Before the 2008 racing season, Speedway Motorsports, owned by Bruton Smith, purchased the track from the Bahre family for $340 million and changed the name of the track to New Hampshire Motor Speedway. It is one of eight tracks owned by Speedway Motorsports.

NASCAR has faced declining popularity nationwide ever since the 2008 recession and has been trying in recent years to woo back fans by making the races more competitive. Changes this year include reduction of horsepower from 850 to 725 and reduction of the rear spoiler from eight inches to six inches.

In-season race car set-up package changes are also being made and NASCAR Chairman and CEO Brian France said this week that he is very pleased with the package which was used last weekend at Kentucky Speedway.

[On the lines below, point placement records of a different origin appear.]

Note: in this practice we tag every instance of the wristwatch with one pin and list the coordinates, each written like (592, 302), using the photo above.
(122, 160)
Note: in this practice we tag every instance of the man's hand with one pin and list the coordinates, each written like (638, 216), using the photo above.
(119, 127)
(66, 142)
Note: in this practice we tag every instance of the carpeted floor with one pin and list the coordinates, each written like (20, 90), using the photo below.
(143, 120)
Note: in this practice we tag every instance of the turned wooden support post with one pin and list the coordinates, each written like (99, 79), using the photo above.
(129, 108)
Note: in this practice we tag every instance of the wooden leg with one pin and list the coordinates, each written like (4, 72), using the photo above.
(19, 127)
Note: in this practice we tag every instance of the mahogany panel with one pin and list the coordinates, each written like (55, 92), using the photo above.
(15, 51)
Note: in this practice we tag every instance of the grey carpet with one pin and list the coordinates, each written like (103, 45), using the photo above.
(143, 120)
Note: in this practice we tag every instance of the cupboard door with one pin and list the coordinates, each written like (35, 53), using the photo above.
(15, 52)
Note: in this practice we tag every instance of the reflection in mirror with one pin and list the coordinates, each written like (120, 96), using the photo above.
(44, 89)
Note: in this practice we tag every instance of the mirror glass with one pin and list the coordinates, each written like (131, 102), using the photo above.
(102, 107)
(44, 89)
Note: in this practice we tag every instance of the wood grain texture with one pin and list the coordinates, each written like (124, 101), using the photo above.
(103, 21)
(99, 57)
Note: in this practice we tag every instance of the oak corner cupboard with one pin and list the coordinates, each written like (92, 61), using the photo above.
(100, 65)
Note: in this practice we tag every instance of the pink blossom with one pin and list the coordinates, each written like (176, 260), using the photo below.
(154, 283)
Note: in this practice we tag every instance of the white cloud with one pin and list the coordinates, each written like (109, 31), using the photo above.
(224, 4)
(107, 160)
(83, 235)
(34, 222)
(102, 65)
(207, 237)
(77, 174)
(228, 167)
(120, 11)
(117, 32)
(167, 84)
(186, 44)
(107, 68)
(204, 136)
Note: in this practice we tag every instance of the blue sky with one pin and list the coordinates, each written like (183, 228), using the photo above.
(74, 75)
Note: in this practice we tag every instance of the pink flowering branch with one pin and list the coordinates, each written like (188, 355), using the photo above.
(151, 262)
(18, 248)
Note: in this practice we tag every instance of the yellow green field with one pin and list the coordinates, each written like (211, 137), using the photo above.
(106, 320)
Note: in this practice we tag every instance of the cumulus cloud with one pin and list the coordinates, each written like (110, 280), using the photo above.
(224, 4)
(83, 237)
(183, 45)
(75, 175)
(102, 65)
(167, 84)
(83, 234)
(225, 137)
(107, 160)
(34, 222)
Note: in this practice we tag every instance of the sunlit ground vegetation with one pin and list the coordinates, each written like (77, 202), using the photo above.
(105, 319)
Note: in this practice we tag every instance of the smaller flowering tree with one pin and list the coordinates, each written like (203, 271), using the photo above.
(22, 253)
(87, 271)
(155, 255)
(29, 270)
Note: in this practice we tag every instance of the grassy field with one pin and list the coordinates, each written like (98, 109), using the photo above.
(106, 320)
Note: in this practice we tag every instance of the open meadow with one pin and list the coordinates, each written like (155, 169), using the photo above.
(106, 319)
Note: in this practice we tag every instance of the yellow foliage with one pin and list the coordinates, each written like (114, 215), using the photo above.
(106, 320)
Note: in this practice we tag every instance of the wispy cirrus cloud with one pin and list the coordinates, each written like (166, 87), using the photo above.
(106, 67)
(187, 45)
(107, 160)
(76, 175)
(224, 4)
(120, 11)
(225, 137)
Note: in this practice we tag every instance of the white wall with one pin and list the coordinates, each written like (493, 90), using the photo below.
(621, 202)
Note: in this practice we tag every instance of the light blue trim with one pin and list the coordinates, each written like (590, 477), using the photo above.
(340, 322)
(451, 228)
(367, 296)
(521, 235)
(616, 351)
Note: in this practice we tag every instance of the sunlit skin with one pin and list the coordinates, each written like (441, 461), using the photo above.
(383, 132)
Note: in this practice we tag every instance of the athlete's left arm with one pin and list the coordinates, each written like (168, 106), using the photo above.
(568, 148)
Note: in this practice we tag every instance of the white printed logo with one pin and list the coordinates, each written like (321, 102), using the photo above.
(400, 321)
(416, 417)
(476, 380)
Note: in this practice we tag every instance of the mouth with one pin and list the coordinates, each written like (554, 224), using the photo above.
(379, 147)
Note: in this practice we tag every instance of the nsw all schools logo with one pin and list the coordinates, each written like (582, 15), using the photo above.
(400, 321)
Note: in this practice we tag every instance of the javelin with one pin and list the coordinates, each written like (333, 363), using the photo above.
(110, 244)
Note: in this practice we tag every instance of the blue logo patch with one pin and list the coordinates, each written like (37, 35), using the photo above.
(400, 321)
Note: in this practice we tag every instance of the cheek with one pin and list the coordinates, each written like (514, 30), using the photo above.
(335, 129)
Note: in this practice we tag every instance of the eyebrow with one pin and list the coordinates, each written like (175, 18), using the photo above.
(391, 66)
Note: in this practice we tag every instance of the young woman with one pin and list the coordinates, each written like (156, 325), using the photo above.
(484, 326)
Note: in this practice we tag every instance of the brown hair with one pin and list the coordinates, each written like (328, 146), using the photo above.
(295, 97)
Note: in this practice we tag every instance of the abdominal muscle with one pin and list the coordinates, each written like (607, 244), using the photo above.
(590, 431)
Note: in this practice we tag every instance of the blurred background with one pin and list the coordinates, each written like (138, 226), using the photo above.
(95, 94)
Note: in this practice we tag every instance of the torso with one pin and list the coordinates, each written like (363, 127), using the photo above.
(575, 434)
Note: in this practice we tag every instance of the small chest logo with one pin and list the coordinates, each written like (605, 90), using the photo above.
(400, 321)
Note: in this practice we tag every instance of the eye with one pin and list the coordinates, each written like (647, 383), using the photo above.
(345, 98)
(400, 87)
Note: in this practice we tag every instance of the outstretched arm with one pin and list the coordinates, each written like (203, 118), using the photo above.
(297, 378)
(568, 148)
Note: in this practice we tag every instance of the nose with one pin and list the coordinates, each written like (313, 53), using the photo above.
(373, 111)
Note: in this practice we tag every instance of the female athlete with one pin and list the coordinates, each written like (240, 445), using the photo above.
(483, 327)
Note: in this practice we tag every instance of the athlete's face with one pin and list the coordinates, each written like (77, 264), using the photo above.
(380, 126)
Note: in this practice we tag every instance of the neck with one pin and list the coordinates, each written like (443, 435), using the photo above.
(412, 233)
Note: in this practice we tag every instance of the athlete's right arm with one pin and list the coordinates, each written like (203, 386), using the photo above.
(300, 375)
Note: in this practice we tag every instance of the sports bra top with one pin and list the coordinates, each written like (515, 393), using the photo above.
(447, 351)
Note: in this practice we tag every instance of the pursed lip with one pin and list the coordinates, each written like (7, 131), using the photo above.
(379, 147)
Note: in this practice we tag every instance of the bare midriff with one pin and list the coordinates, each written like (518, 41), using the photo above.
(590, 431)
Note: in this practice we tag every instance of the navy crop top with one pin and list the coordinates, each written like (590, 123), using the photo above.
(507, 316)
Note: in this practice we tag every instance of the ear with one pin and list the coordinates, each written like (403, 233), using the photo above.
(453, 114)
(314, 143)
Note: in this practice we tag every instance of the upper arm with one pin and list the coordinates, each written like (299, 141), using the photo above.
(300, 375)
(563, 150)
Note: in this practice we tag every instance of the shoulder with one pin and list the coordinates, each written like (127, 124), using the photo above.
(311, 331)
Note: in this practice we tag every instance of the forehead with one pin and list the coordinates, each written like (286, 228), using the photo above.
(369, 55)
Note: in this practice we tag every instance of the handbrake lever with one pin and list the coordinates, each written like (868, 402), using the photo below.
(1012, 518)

A lower downforce package at Kentucky led to a track-best 22 green-flag passes for the lead and more than double the green-flag passes throughout the field from last season, from 1,147 to 2,665. France praised the NASCAR Research and Development Center for taking risks by running a new package in a race as the series reached the halfway point of its season.

"Our group at the R&D Center did a really good job, and they're taking some risks that are a little bit outside the box of NASCAR," France said. "We typically wouldn't be changing packages in mid-stream like this in the middle of our season. But we want to make sure that we're delivering the absolute best racing that we can. They felt — and I agree with them — the only way to sort that out is not to test it in sort of isolated tests but to do it in real racing time."

This Sunday's race at the Speedway is a crucial one in the Race for the Chase, which will see 16 drivers qualify from the first 26 races of the season to be eligible for the Sprint Cup championship, which will be determined over the last 10 races of the season.

Winning Sunday can play a big role in building a driver's momentum toward a championship run. From 2010-14, Jimmie Johnson, Ryan Newman, Kasey Kahne and Brad Keselowski used wins in this race to carry themselves into the NASCAR Chase for the Sprint Cup, and in 2013, Brian Vickers upset the field for his first win since 2009.

Keselowski won last year's July race at the speedway while Joey Logano won the September race.

Currently six-time champion Jimmie Johnson, who won both of the 2003 races at NHMS, is leading the Race for the Chase with four wins. Kevin Harvick, last year's Sprint Cup series winner, is second with two wins and leads in point standings. Joey Logano, also with two wins, is third followed by Dale Earnhardt Jr.